I get hundreds of emails every day, Chester, a constant punch of pleas for homeless pets like you. I see countless faces every weekend, each eager for belonging and safety and tenderness. But I can’t stop thinking about how many animals we never see at all. How many don’t get their stories shared. How many faces we don’t notice. And then – who knows they were ever even here? I want you to know that you were here. I learned of your story and it affected me. I heard your feet on my wooden floor and it made music. I pushed the coarse fur out of your eyes so you could know what friendship looks like.

But real friends don’t give up so fast, the way I did. Real friends care, the way I always thought I would. That one day I had you here, I wasn’t your friend and I didn’t care enough. I took a moment to harden my flooded-heart. I took a moment to create a divide between you and me. I took a moment to put your situation aside, murmured, “wait for me, I’ll try again when it’s more convenient with my schedule.” But it wasn’t up to you; you couldn’t wait. And it cost you your life. My uncaring moment cost you your life. And it cost me something, too: the price of living with guilt and with shame.

Don’t feel bad for me, Chester. I am not a martyr or a saint or an angel. Others are heroes; I am not. I have terrible road rage and I’m impatient and I don’t always wash my hands. But I care. I care deeply. I care deeply and yet I failed you. And I don’t think I like people anymore because people leave their animals in the dust. And where was your “owner” on that day? Huh? Where? It’s not that it’s a bother for me to hold this now. It’s not that it’s a drain. It’s just that it demands so much strength.

I don’t even know if I am good anymore, Chester. All I know is I can’t breathe. Caring takes so much time and so much energy, that I forget to breathe. And I want to shout, “Help me! No one can do it alone!” I want to insist, “You are somebody! It takes all of us to stop this!” I want to declare, “I am not an enabler, I am not a doormat. I must not absorb it all!” But I can’t tell anybody what to do. And at the end of the day, only the animals suffer for my rebellion. Like you.
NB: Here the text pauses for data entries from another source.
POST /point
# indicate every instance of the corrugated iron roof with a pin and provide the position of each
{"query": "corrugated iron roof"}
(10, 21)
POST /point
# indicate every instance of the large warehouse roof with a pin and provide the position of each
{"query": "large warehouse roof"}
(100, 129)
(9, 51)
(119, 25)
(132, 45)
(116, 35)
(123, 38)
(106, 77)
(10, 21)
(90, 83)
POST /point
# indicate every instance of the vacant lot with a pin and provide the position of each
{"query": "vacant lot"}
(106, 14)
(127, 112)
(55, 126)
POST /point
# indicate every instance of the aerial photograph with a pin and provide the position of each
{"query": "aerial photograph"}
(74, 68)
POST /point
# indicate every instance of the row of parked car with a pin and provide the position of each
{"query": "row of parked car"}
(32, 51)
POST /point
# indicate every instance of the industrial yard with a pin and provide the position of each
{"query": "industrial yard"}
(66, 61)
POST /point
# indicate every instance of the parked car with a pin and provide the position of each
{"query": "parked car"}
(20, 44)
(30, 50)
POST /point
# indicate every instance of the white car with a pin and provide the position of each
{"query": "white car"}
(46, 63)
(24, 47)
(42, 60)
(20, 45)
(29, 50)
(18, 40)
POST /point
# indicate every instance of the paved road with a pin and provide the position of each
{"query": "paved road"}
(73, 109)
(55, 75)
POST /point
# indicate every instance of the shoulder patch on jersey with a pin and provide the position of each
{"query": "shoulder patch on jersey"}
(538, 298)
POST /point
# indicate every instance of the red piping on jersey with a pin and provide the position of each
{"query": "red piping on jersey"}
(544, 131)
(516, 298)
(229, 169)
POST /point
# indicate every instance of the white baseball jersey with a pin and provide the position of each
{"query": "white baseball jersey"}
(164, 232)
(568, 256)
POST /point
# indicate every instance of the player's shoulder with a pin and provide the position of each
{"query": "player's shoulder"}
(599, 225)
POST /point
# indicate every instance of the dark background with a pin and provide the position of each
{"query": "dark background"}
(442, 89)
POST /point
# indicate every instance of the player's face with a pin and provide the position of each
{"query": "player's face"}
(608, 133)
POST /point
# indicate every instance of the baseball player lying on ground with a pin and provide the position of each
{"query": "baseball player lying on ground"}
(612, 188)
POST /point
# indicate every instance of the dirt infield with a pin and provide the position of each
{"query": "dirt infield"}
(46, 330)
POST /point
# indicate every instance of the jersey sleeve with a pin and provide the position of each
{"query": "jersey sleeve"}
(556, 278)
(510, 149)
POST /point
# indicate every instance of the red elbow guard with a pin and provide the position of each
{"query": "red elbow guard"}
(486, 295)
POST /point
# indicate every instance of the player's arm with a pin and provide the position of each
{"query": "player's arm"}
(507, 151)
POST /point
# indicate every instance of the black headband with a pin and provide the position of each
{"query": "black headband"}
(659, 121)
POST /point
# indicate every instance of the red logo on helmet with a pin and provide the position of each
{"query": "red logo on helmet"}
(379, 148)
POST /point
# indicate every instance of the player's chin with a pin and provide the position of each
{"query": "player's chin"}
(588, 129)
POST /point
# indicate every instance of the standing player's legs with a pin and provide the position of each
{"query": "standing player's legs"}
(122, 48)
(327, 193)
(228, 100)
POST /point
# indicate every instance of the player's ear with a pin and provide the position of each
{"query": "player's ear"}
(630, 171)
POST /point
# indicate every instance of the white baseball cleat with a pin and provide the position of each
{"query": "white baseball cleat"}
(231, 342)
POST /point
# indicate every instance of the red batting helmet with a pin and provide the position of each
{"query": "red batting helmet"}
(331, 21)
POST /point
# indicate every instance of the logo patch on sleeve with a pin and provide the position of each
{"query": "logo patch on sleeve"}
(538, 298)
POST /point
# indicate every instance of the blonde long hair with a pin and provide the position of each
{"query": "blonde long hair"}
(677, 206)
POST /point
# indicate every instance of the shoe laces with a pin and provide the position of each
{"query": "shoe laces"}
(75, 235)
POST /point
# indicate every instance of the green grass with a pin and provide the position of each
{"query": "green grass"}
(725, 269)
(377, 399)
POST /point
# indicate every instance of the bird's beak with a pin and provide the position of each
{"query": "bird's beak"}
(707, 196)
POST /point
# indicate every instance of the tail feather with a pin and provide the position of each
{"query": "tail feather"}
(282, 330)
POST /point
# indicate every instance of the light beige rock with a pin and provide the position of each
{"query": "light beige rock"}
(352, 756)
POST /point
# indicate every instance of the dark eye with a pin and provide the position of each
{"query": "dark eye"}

Some may say, “he was just a dog.” But you were a life, and now you are not. And why should it be this way, this calloused way, why should some live and some die? Why do we get to decide when we are so flawed and so faulty? My husband says, “you can’t care that much every single time.” My mother says, “you’re doing the best you can, more than most.” My father says, “you cannot save them all.” But I can’t hear them.

All I hear is the rhythm of your paws on my floor. And sometimes it feels like too much. It always feels like too much. It feels like I am wearing a hundred cloaks. A thousand. A million. It is hot and humid, and I am lost in fabric. You may never see me again, it is so heavy. I am a hangar, I am a coat rack, I am here to carry cloth. The weight of all that fur. But the alternative is not to care and look where that led me. You are gone.